Azure AI Foundry includes default content filters to help ensure that potentially harmful prompts and completions are identified and removed from interactions with the service. Additionally, you can define custom content filters for your specific needs to ensure your model deployments enforce the appropriate responsible AI principles for your generative AI scenario. Content filtering is one element of an effective approach to responsible AI when working with generative AI models.

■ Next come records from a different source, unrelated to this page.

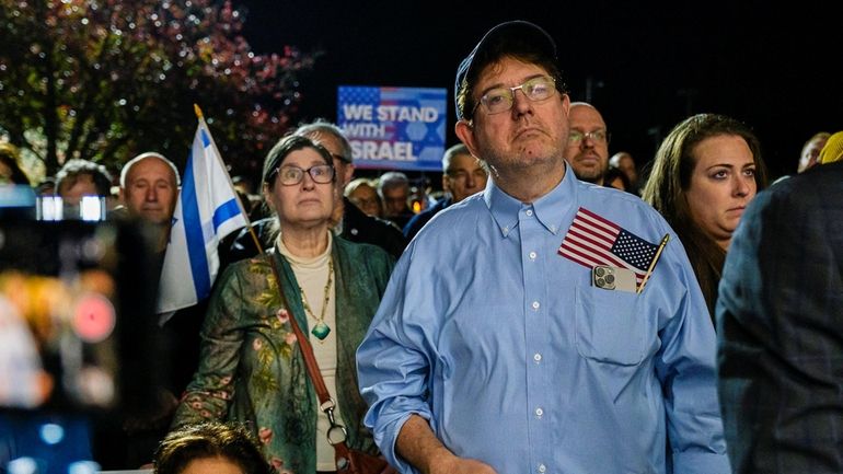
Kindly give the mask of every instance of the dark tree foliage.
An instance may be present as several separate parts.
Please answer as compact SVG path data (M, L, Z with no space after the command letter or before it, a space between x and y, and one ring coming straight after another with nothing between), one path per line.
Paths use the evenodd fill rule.
M254 54L244 16L219 0L0 0L0 131L46 174L149 150L183 164L195 103L232 173L255 173L317 54Z

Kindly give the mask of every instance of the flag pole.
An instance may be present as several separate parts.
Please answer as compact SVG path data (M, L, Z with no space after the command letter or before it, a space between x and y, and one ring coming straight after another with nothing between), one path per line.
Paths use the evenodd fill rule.
M198 104L193 104L193 112L196 114L196 118L199 119L199 123L201 126L207 130L208 124L205 122L205 115L201 113L201 108L199 108ZM217 142L213 141L213 136L208 132L208 140L211 142L211 147L213 147L215 154L217 155L217 159L220 161L220 164L222 165L222 170L226 172L226 178L229 181L229 185L232 189L234 189L234 183L231 181L231 176L229 175L229 171L226 167L226 163L222 162L222 154L220 154L220 150L217 148ZM249 229L249 233L252 235L252 240L255 243L255 246L257 247L258 253L264 254L264 246L261 245L261 240L257 238L257 234L255 233L255 229L252 227L252 220L249 219L249 215L246 213L245 209L243 209L243 203L240 201L240 196L238 196L238 208L240 209L240 213L243 215L243 217L246 219L246 229Z

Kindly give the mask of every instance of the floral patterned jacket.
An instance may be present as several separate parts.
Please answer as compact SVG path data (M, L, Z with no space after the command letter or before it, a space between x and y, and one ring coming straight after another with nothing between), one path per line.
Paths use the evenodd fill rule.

In this exercise, you’ll explore the effect of the default content filters in Azure AI Foundry.

This exercise will take approximately 25 minutes.

Note: Some of the technologies used in this exercise are in preview or in active development. You may experience some unexpected behavior, warnings, or errors.

Create an Azure AI Foundry project

Let’s start by creating an Azure AI Foundry project.

  1. In a web browser, open the Azure AI Foundry portal at https://ai.azure.com and sign in using your Azure credentials. Close any tips or quick start panes that are opened the first time you sign in, and if necessary use the Azure AI Foundry logo at the top left to navigate to the home page, which looks similar to the following image:

    Screenshot of Azure AI Foundry portal.

  2. In the home page, select + Create project.
  3. In the Create a project wizard, enter a valid name for your project and if an existing hub is suggested, choose the option to create a new one. Then review the Azure resources that will be automatically created to support your hub and project.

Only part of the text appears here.